Patients and their families often are not aware that we are a charity and heavily relying on donations/ legacies, fundraisers and our shops. I often make a point of mentioning this at my first assessment. I feel comfortable discussing this. (Nurse)

 Hospice Culture 

These comments reveal fascinating aspects of hospice culture. The first reflects the paternalistic view sometimes held in hospices about knowing what is in the best interests of users – even if they feel otherwise! It also suggests such donations are a purchase of care, not a heartfelt way to show gratitude and empathy for others.

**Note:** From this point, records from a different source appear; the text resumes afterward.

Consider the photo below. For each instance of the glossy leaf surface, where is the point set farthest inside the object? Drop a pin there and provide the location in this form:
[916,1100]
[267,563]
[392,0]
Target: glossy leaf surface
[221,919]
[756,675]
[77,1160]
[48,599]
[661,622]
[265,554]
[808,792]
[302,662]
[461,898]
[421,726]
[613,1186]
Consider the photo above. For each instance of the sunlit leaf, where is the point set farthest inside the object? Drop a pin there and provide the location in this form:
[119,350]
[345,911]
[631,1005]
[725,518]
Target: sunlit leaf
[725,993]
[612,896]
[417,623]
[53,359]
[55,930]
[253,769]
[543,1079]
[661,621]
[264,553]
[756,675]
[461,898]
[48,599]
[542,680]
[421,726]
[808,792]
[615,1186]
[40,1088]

The second is more positive, though the key here is being aware of what it is appropriate to say. The third and fourth reflect the importance of such training, whether it be formal, or just having conversations with the fundraising team. I always find it interesting that fundraisers often shadow care members as part of their induction, but this happens less often the other way round. Ditto that fundraisers have training in how to support bereaved relatives, but care staff often have little idea of how the hospice is funded.

The last of the quotes is obviously the most positive. The nurse is comfortable mentioning that the hospice is a charity and how it is funded. This is as true and as integral to the hospice as the services it offers.

Becca tells me that undertaking the questionnaire has led to the fundraising team running  ‘lunch and learn’ sessions for care colleagues to explain more about their work. That reflects the kind of culture that Martin talks of.